What Do We Do? Each leadership team benefits from having an integrated overview of the clustered activities of everyone involved within their entity. This structured summary of current tasks shows the organization’s common playing field. The overview of managerial, primary, and supporting processes provides insight into all relevant transaction flows and volumes. It also forms the basis for the IT application landscape for processing the transactions. Hence, it is the foundation for information management, business intelligence, and forecasting. Do those in charge have the right information for making balanced decisions? The advantages of better insight into who does what are evident in initiatives such as integration projects.
Why Do We Do What We Do? The organization’s success is determined by the extent to which its core stakeholders are satisfied. They are primarily interested in how the leadership team’s performance affects their interests. That is why the stakeholder analysis is essential. If all goes well, the team’s ambitions fit in with the value that the organization wants to create and protect for specific stakeholders. This value is expressed in the organization’s mission, vision, and strategy, and is translated into concrete success factors, objectives, and indicators. Using clear tolerances for the key indicators and preparing regular forecasts provide ample input for timely adjustment. If the estimated outcomes are not within the bandwidths, the two options are to adjust the controls or to inform key stakeholders that they must accept revised tolerances.
How Do We Do What We Do? To apply judgment, decision-makers need a framework and rules such as working standards and methods. The practical details of these rules are laid down in the charters, policies, guidelines, procedures, protocols, and work instructions. Clear working arrangements streamline decision-making, facilitate work hand-off among colleagues, and provide a clear reference for audits. The “how” question is about autonomy. For example, to what extent are subsidiaries allowed to make their own rules?

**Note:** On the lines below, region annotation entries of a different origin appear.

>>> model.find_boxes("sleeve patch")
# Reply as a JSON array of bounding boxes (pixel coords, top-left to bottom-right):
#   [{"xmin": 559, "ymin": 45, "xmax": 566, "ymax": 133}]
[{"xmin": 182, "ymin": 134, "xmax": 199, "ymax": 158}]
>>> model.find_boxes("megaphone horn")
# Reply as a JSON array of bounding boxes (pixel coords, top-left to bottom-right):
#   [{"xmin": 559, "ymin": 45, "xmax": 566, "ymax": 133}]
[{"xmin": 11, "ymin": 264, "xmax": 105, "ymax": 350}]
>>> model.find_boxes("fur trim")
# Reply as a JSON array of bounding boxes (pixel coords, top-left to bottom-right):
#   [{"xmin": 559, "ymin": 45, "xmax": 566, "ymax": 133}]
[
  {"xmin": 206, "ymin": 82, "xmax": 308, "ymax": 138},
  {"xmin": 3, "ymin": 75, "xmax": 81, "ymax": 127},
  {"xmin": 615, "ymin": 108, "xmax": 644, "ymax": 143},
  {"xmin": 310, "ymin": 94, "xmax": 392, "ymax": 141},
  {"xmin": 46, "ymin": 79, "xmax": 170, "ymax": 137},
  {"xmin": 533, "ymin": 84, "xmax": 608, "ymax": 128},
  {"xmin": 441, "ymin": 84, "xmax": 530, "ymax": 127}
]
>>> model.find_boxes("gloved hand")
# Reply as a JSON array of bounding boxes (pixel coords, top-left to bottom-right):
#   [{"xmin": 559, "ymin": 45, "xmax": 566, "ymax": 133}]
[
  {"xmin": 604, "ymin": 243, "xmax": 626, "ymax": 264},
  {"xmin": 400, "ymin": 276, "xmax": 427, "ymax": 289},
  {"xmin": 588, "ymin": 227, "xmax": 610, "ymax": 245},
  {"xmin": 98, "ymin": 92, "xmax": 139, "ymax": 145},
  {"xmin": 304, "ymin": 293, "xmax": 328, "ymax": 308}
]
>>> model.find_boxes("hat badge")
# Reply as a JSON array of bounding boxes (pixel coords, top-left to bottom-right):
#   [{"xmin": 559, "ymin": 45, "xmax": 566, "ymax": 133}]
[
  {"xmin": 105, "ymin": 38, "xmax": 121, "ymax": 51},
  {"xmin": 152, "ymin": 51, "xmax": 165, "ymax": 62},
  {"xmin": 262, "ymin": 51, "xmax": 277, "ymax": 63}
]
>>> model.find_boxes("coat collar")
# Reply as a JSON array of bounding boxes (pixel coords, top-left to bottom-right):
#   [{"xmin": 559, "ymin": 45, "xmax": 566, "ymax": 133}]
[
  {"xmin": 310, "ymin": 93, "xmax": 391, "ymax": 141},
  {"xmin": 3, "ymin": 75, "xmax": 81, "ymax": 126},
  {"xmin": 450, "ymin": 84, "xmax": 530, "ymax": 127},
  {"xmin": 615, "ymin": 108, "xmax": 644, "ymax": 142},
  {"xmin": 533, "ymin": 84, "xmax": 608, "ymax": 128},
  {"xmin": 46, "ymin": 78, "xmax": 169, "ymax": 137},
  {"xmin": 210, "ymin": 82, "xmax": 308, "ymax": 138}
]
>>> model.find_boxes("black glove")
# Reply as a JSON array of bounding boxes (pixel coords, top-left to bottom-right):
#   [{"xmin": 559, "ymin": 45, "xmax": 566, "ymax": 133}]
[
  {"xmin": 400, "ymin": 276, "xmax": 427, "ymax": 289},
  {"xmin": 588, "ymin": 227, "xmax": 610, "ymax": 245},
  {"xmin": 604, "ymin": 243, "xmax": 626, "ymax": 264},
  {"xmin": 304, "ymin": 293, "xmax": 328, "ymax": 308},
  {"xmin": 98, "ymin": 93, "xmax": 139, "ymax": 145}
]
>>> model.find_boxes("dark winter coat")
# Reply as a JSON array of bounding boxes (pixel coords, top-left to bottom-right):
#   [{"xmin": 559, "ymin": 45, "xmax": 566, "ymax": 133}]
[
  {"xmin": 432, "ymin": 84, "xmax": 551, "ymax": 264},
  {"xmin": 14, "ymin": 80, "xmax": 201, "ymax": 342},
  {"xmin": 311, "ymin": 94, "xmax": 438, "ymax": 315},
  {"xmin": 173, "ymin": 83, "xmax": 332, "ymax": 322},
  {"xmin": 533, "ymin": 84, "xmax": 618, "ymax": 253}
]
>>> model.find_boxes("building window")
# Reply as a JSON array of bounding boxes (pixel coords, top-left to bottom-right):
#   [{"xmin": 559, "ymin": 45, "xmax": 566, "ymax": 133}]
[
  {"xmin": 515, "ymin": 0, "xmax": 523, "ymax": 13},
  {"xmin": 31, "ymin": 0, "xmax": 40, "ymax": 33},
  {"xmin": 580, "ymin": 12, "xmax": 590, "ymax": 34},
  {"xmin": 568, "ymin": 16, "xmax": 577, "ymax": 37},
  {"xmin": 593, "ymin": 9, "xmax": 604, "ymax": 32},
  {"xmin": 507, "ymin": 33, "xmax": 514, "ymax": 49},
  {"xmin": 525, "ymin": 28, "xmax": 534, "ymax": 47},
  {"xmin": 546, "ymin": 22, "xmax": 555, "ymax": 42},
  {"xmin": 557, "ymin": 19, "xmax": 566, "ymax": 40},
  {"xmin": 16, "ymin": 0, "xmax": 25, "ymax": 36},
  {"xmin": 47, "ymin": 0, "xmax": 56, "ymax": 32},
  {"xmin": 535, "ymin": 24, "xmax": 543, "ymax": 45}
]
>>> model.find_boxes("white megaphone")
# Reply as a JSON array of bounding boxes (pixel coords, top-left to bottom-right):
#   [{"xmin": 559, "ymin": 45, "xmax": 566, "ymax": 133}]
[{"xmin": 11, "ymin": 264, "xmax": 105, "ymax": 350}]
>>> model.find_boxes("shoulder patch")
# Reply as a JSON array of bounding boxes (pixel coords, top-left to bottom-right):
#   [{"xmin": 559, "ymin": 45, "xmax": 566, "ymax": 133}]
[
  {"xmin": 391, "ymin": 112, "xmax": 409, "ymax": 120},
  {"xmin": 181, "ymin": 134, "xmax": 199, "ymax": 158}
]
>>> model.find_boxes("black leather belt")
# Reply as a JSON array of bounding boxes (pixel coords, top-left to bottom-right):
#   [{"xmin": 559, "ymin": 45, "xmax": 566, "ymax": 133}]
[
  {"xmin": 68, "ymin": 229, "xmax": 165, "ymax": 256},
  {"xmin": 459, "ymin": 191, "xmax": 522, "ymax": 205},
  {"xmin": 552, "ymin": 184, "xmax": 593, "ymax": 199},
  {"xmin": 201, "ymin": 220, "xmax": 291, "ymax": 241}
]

The decisive factor in the “how” is the organization’s culture. Is it characterized by managers setting the examples? Are decision-makers willing to face the possible consequences of their choices? Is it acceptable to challenge the assumptions in overly ambitious plans?

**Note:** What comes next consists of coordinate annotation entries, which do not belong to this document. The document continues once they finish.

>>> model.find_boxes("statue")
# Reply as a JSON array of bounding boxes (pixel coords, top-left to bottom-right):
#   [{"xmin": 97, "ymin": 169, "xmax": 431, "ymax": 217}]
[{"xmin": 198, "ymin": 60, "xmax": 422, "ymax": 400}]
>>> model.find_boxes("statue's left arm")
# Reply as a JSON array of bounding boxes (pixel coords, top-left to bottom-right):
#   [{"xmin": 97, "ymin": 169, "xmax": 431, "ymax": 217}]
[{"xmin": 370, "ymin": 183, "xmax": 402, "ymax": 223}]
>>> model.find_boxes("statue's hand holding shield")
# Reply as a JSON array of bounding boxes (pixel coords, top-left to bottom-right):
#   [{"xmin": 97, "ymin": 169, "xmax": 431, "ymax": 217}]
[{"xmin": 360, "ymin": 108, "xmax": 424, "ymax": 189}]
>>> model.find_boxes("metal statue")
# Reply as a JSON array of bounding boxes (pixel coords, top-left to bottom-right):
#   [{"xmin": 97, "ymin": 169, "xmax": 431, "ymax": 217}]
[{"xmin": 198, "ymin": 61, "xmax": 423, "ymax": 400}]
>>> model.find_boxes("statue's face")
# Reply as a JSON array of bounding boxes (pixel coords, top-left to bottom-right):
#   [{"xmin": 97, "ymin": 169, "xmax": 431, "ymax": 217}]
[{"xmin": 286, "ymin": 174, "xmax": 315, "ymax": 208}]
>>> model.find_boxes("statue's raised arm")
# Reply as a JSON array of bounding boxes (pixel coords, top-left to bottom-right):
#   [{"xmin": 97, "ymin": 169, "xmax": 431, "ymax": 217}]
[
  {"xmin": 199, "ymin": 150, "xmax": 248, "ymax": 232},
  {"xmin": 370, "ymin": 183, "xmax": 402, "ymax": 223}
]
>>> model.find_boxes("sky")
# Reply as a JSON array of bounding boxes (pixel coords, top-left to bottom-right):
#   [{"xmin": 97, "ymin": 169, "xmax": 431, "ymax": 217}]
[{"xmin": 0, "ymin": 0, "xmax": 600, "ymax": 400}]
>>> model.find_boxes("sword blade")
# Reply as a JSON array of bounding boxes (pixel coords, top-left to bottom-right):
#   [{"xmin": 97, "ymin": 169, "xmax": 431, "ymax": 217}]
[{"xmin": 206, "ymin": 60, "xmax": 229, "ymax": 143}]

What Can We Improve? A continuous improvement program helps the leadership team focus on what really matters. When asked about the “best improvements,” people typically mention situations where the risk exposure is bigger or the chance taking is smaller than desired. The necessary improvements are usually about better designing, implementing, applying, and monitoring the organization’s working methods and standards. These renovations explicitly deal with the competencies of those involved — not only their professional knowledge and skills, but especially their personal leadership qualities.

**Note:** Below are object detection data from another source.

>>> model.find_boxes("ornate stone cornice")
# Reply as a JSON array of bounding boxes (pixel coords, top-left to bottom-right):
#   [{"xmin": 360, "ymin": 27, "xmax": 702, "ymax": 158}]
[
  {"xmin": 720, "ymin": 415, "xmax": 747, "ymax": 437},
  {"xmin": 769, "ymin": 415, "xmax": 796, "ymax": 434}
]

A continuous improvement program can enable the team to identify, prioritize, and realize improvement initiatives. The better the information management is and the more that employees feel free to report issues, the sooner trends can be identified.
Value for Stakeholders
Conventional risk management can easily turn into a separate, illusory, and compliance-driven system. Alternatively, value management is an integrated approach that can give leadership teams a single platform for all common types of management. It can help decision-makers identify, prioritize, and realize relevant improvements that are needed to satisfy their core stakeholders.